WV Geological Survey Aims to Finish Coal Reserves Update by 2015
The State Journal
16 October 2012
By Pam Kasey
As the West Virginia Geological and Economic Survey narrows in on
a many-year, intensely data-driven update to the amount of coal
left to mine in the state, Mitch Blake shared a
back-of-the-envelope calculation and his observations on the
expected outcome.
"We're not done yet," said Blake, manager of the survey's coal
program, of the 20-year effort.
A solid understanding of how much coal is left is crucial for
policymakers in a state that, according to Department of Revenue
Deputy Secretary Mark Muchow, relied on coal severance taxes alone
for 12 percent of its general revenues in the last fiscal year —
that's not even counting corporate income tax, franchise tax or
other industry-based payments.
But the current estimate of how much coal is left to mine is based
on century-old estimates.
The standing estimate
Right now, the federal Energy Information Administration says
West Virginia's mineable coal, or "estimated recoverable
reserves," stands at about 17.3 billion tons.
The EIA's figure is grounded in the WVGES's early 20th-century
county-by-county estimate of the state's original coal "resource"
— the broadest measure of coal in the ground — that totaled about
117 billion tons in seams greater than a foot thick.
Following some circa-1990 refinements arrived at through sampling
at a limited number of sites, the EIA's number in 1995 for West
Virginia's estimated recoverable reserves stood at 19.6 billion
tons. And seventeen years later, in 2012, the agency has taken it
down to the current 17.3 billion tons — essentially by doing no
more than subtracting the 150 million tons or so that has been
mined each year.
Blake's own estimate
As a reality check, with the WVGES's update still very much in
progress, Blake has dusted off the century-old numbers and
refreshed them himself, county-by-county, in a sort of gold-plated
back-of-the-envelope estimate based on the very detailed knowledge
he and his team have gleaned from 30 years in the field.
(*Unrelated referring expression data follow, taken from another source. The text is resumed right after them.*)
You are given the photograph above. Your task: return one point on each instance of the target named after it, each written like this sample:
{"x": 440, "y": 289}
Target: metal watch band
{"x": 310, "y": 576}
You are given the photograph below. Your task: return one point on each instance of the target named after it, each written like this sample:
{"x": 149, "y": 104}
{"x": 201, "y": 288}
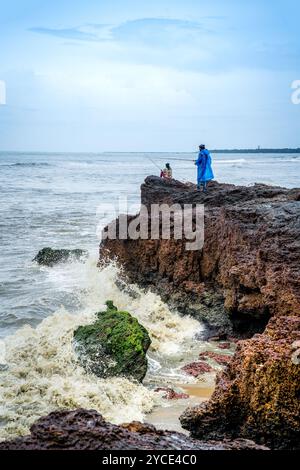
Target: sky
{"x": 167, "y": 75}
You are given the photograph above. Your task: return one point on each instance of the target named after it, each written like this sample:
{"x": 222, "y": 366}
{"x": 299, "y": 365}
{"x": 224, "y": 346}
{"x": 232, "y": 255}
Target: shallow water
{"x": 52, "y": 200}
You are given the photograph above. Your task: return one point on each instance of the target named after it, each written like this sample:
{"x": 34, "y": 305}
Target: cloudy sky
{"x": 124, "y": 75}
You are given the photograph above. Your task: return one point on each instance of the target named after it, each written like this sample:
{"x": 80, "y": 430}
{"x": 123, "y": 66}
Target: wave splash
{"x": 42, "y": 373}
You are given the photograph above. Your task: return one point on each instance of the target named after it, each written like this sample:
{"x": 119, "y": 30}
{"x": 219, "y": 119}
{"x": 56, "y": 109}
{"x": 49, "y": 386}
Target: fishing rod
{"x": 154, "y": 163}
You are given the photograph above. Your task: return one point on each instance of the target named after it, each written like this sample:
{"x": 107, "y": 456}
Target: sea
{"x": 56, "y": 200}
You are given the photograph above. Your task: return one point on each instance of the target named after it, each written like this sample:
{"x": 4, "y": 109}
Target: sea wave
{"x": 42, "y": 373}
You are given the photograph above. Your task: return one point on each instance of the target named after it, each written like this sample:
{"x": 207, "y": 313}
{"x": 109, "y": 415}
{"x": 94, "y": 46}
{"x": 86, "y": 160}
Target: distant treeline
{"x": 285, "y": 150}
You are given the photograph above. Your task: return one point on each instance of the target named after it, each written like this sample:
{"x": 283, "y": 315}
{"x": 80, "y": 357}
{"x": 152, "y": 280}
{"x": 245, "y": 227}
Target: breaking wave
{"x": 39, "y": 372}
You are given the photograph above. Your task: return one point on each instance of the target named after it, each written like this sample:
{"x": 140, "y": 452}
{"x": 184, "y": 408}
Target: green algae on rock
{"x": 49, "y": 257}
{"x": 114, "y": 345}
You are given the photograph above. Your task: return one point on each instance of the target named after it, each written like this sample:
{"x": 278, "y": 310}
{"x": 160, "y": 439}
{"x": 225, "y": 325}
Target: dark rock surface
{"x": 197, "y": 368}
{"x": 50, "y": 257}
{"x": 114, "y": 345}
{"x": 248, "y": 269}
{"x": 87, "y": 430}
{"x": 246, "y": 277}
{"x": 258, "y": 394}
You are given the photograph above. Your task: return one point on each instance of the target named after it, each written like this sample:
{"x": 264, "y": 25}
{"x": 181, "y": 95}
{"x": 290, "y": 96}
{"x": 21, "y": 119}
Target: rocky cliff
{"x": 245, "y": 277}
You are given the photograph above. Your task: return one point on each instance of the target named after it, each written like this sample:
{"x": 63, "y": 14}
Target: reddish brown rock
{"x": 224, "y": 345}
{"x": 171, "y": 394}
{"x": 222, "y": 359}
{"x": 248, "y": 269}
{"x": 258, "y": 393}
{"x": 197, "y": 368}
{"x": 87, "y": 430}
{"x": 247, "y": 273}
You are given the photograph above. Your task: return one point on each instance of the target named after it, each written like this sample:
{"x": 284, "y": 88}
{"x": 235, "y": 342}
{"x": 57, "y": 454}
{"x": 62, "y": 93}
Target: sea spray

Right away, he took the original resource 12 inches or thicker
down from 117 billion tons to 93 billion tons, based on places
where it has become apparent the early estimates were too high. He
placed about 30 billion tons of that in the northern part of the
state and 63 billion in the south.
About 67 billion tons of that original native resource was thick
enough to mine, he said.
Since the Civil War, about 23.5 billion tons has been mined or
lost to mining in the state, leaving 43.5 billion tons of the
thick-enough coal still in the ground.
Figuring a little over 10 percent is lost to infrastructure and
about 50 percent of what's left is mineable, that comes to about
19 billion tons — pretty close to the EIA's current figure and
others, he pointed out.
The estimate to come
But what's really needed is the painstaking from-scratch update
the WVGES is nearing the end of now.
That effort, begun in 1995, has two prongs: mapping all the coal
that's been mined based on coal-industry maps and, at the same
time, mapping all the coal that's left based on core samples and
other records.
The survey has mostly mapped and counted the heart of the state's
coal, Blake said. What's left is the edges of the coal beds, where
seams thin out and the work is more detailed.
When it's done, the new number for the original coal resource will
be higher than 117 billion tons, Blake said. That's because, given
20 years and modern technology, the survey is able to account for
much more of what's in the ground, both at great depths and right
out to the edges of the seams.
But he noted that that doesn't mean the recoverable reserves
estimate will be higher than the EIA's 17.3 billion tons.
Neither the EIA's estimate nor his back-of-the-envelope
calculation incorporates current detailed knowledge about, for
example, seams that will never be mined due to flooding. Blake
suggested that the inclusion of that kind of information may bring
the new estimated recoverable reserves figure below 17.3 billion
tons.
The task is expected to be complete in 2015.